Presenter Profile: Systemic Effects of Liver Senescence in Relation to Metabolic Disease

Kuo Du, PhD

Assistant Professor
University of Kansas Medical Center

Featured in the Session: Is Obesity Accelerated Aging? A Physiologic Perspective

When

Saturday, June 6
at 8:00 a.m.

Where

245 (Level 2)
Ernest N. Morial Convention Center

Kuo Du, PhD
Kuo Du, PhD

What is your presentation about?

My presentation explores how hepatocyte senescence drives metabolic liver disease and systemic dysfunction. I will show how senescent hepatocytes actively reshape both the liver and distant organs through senescence-associated secretory phenotype (SASP) signaling. By integrating molecular, animal, and human data, I highlight senescence as a key mechanism underlying metabolic dysfunction-associated steatotic liver disease (MASLD) progression. Finally, I discuss emerging strategies to target senescence as a novel therapeutic approach.
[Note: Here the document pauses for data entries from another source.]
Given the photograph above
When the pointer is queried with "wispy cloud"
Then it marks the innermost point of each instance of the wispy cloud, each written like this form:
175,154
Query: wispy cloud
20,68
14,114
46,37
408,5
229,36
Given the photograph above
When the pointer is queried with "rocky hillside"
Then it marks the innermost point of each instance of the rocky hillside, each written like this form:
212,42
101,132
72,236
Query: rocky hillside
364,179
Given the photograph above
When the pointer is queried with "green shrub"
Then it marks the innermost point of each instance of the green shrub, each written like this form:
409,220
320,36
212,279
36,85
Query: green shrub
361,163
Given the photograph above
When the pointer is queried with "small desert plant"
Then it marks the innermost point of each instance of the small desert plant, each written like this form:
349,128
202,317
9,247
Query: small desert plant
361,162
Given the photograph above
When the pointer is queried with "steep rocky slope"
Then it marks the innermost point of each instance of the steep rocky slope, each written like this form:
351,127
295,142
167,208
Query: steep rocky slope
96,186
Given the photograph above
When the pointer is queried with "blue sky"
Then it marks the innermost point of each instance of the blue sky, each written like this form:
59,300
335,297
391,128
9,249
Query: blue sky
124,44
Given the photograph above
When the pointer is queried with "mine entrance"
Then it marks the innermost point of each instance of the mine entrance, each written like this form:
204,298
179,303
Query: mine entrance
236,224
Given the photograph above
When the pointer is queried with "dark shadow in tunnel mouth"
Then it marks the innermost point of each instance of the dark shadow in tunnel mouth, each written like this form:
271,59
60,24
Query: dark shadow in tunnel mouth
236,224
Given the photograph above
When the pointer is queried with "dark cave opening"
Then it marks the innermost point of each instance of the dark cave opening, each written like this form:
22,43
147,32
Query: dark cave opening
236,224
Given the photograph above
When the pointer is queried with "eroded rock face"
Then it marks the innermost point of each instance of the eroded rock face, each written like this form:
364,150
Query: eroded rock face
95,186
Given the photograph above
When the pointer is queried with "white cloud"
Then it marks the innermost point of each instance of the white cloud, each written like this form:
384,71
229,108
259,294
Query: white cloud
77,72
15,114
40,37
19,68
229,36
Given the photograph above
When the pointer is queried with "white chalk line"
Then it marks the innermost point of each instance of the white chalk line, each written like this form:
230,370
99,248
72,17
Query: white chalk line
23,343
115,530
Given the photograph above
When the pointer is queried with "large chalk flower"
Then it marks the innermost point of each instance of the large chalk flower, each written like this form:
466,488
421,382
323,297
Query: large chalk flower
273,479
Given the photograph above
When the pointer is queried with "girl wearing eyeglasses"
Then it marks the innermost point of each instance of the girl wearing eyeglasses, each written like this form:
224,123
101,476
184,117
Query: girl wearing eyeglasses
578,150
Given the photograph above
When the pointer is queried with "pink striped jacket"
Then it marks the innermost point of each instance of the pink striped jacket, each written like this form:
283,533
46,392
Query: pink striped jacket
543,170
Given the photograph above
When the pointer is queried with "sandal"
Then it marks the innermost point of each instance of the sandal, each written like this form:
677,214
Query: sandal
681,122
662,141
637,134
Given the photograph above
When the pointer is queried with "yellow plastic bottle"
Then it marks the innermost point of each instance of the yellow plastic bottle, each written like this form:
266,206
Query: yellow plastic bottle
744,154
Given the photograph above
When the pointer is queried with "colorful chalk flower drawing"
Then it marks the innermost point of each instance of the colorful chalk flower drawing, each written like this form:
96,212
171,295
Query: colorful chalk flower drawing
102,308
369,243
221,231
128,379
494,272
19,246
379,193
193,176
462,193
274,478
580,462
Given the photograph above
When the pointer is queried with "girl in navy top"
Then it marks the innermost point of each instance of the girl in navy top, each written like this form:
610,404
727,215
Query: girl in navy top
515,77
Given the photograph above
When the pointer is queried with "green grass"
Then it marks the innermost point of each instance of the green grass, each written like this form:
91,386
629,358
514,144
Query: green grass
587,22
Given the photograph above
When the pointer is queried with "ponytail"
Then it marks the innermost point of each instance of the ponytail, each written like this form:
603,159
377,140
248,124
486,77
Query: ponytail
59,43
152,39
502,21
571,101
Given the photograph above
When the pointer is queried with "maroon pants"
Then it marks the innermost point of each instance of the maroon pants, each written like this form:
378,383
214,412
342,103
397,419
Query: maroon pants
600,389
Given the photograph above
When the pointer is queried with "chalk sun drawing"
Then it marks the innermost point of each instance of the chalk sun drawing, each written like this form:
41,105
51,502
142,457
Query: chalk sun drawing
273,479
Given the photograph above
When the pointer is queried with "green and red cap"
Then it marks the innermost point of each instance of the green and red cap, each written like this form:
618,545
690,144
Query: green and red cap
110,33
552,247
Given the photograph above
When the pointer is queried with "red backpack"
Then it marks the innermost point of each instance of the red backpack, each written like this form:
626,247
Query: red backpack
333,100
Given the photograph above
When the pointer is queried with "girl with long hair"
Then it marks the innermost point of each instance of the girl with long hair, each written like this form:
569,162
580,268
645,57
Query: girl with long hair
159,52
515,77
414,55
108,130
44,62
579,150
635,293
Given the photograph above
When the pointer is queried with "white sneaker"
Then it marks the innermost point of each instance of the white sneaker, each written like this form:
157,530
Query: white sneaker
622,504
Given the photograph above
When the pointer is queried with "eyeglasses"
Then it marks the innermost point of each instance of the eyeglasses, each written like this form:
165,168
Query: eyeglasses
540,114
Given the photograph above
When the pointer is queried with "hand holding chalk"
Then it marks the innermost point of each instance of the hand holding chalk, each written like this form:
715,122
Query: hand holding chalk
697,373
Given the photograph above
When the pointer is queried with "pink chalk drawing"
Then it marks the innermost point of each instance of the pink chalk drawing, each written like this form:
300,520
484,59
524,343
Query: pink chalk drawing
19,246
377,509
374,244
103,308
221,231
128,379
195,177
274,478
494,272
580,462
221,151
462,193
How do you hope your presentation will impact diabetes research or care?

I hope my presentation will highlight that over 65% of patients with type 2 diabetes have MASLD, a rapidly rising and clinically significant comorbidity. By linking hepatocyte senescence to systemic metabolic dysfunction, including pancreatic islet impairment, this work underscores the liver as a critical therapeutic target in diabetes. Ultimately, targeting liver senescence may offer new strategies to improve glycemic management and reduce diabetes-related complications.

How did you become involved with this area of diabetes research or care?

My research began with a focus on liver biology, but over time I became increasingly aware of how closely liver dysfunction is linked to type 2 diabetes in patients. Seeing that a large proportion of individuals with diabetes also have MASLD motivated me to better understand this connection. This led me to focus on hepatocyte senescence as a potential mechanism linking liver disease to systemic metabolic dysfunction.